Aims: Davalintide is a second-generation amylinomimetic peptide possessing enhanced pharmacological properties over rat amylin to reduce food intake in preclinical models. The current experiments in rats describe additional glucoregulatory actions of davalintide consistent with amylin agonism, and explore the duration of action of these effects.
Methods: Subcutaneous (SC) injection of davalintide slowed gastric emptying with equal potency to amylin (ED50's = 2.3 and 4.1 µg/kg). This effect was maintained for 8 h with davalintide, but not amylin. Intraperitoneal injection of davalintide also reduced food intake with a potency similar to amylin (ED50's = 5.0 and 11.3 µg/kg). Consistent with amylin agonism, davalintide (10 µg/kg, SC) suppressed the plasma glucagon response over 90 min following an intravenous arginine bolus in anaesthetized rats. The elimination t1/2 of davalintide (200 µg/kg, SC) was 26 min, similar to the t1/2 of amylin, suggesting that pharmacokinetic-independent mechanisms contribute to davalintide's enhanced duration of action. Binding kinetic studies using 125I davalintide revealed no appreciable dissociation from the amylin nucleus accumbens receptor after 7 h while 125I rat amylin did dissociate from this receptor (Koff = 0.013/min).
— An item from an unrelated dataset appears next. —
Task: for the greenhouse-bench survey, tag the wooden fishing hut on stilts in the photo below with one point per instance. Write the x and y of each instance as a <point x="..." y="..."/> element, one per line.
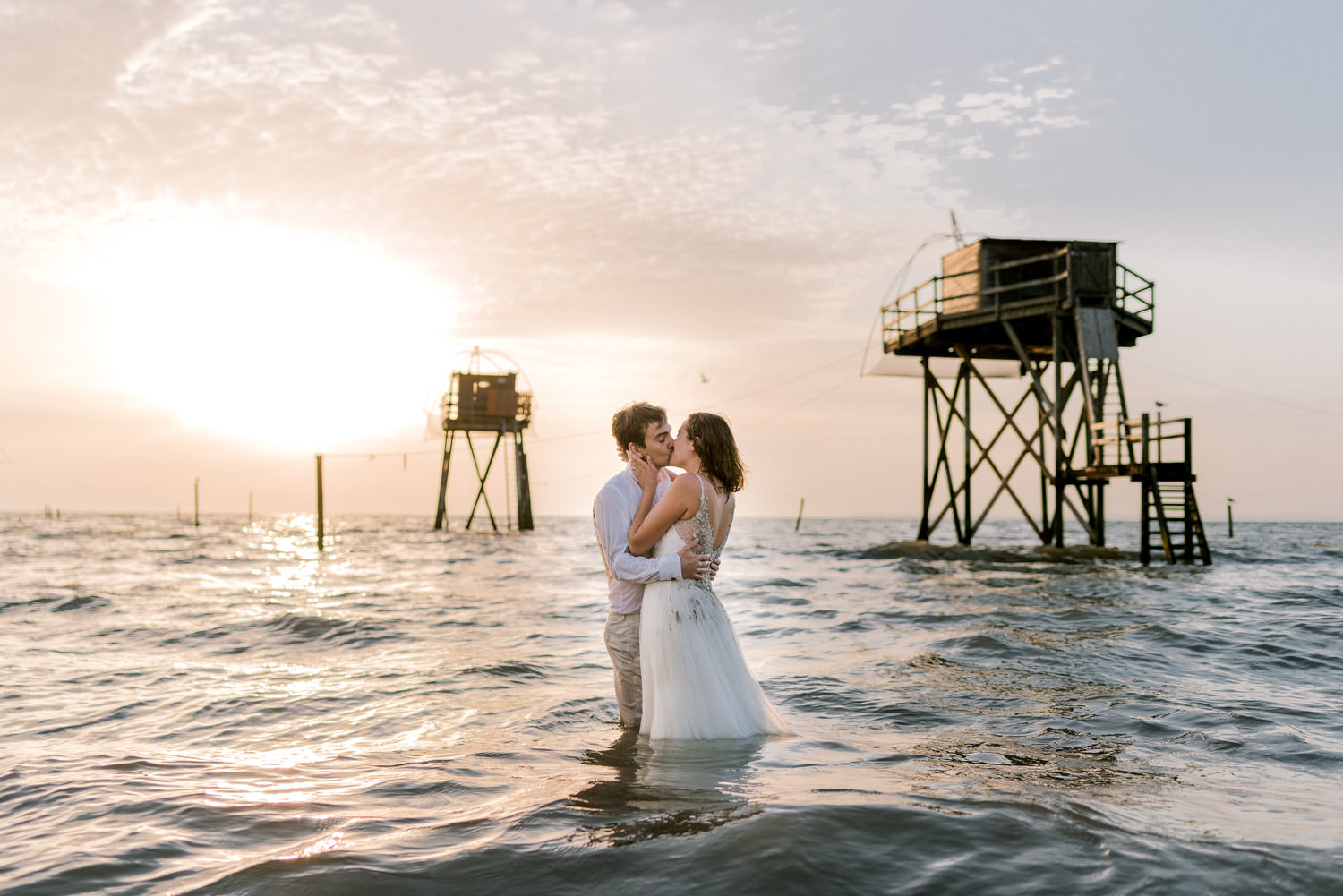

Sustained SC infusion of davalintide (275 µg/kg/day) or amylin (300) decreased plasma glucose after an oral glucose challenge at 2 weeks (by 27 and 31%) and suppressed gastric emptying at 3 weeks (by 29 and 47%), demonstrating durable glucoregulatory actions of both peptides.
Conclusions: These data show glucoregulatory properties of davalintide consistent with amylin agonism and suggest that slowed receptor dissociation plays a role in davalintide's prolonged pharmacodynamic actions.